The Nernst equation allows you to calculate the cell potential (EMF) of an electrochemical cell at non-standard conditions (different concentrations of reactants and products) when you know the standard cell potential (E°) and the reaction quotient (Q). Here’s how the relationship between ΔG and EMF is understood through the Nernst equation:

If the cell potential (E) is positive:

This indicates that the cell reaction is spontaneous in the direction written under the given conditions.

The Gibbs free energy change (ΔG) for the reaction will have a negative value.

If the cell potential (E) is negative:

This indicates that the cell reaction is nonspontaneous in the direction written under the given conditions.

The Gibbs free energy change (ΔG) for the reaction will be of a positive value.

If the cell potential (E) is zero:

This indicates that the cell reaction is at equilibrium under the given conditions.

The Gibbs free energy change (ΔG) for the reaction will be zero.

In summary, the Nernst equation connects the EMF (cell potential) of an electrochemical cell to the Gibbs free energy change for the cell reaction. A positive EMF corresponds to a spontaneous reaction with a negative ΔG, while a negative EMF corresponds to a non-spontaneous reaction with a positive ΔG. The Nernst equation allows you to quantitatively relate these electrochemical and thermodynamic properties.

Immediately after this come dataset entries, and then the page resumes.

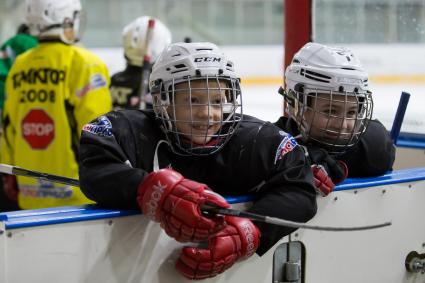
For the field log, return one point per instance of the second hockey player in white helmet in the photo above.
(329, 110)
(195, 145)
(126, 85)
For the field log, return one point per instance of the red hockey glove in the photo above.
(237, 241)
(168, 198)
(10, 187)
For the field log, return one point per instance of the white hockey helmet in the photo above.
(47, 18)
(333, 74)
(134, 40)
(186, 63)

## Gibbs Free Energy Formula FAQs

### What is Gibbs free energy?

Gibbs free energy (ΔG) is a thermodynamic concept that measures the maximum reversible work a system can do at constant temperature and pressure. It helps determine whether a chemical reaction is spontaneous or non-spontaneous.

### What is the Gibbs free energy formula?

ΔG = ΔH - TΔS
Where:

ΔG represents the Change in Gibbs free energy.
ΔH signifies the Change in enthalpy.
T denotes the temperature in Kelvin.
ΔS indicates the shift in entropy.

### How do you determine if a reaction is spontaneous using ΔG?

If ΔG is negative, the reaction is spontaneous; if positive, it's non-spontaneous. Zero ΔG indicates equilibrium.

### What's the relationship between ΔG and the equilibrium constant (K)?

ΔG° = -RT ln(K)
ΔG° is the standard Gibbs free energy change, and K is the equilibrium constant. Negative ΔG° means the reaction favors products; positive means reactants are favored.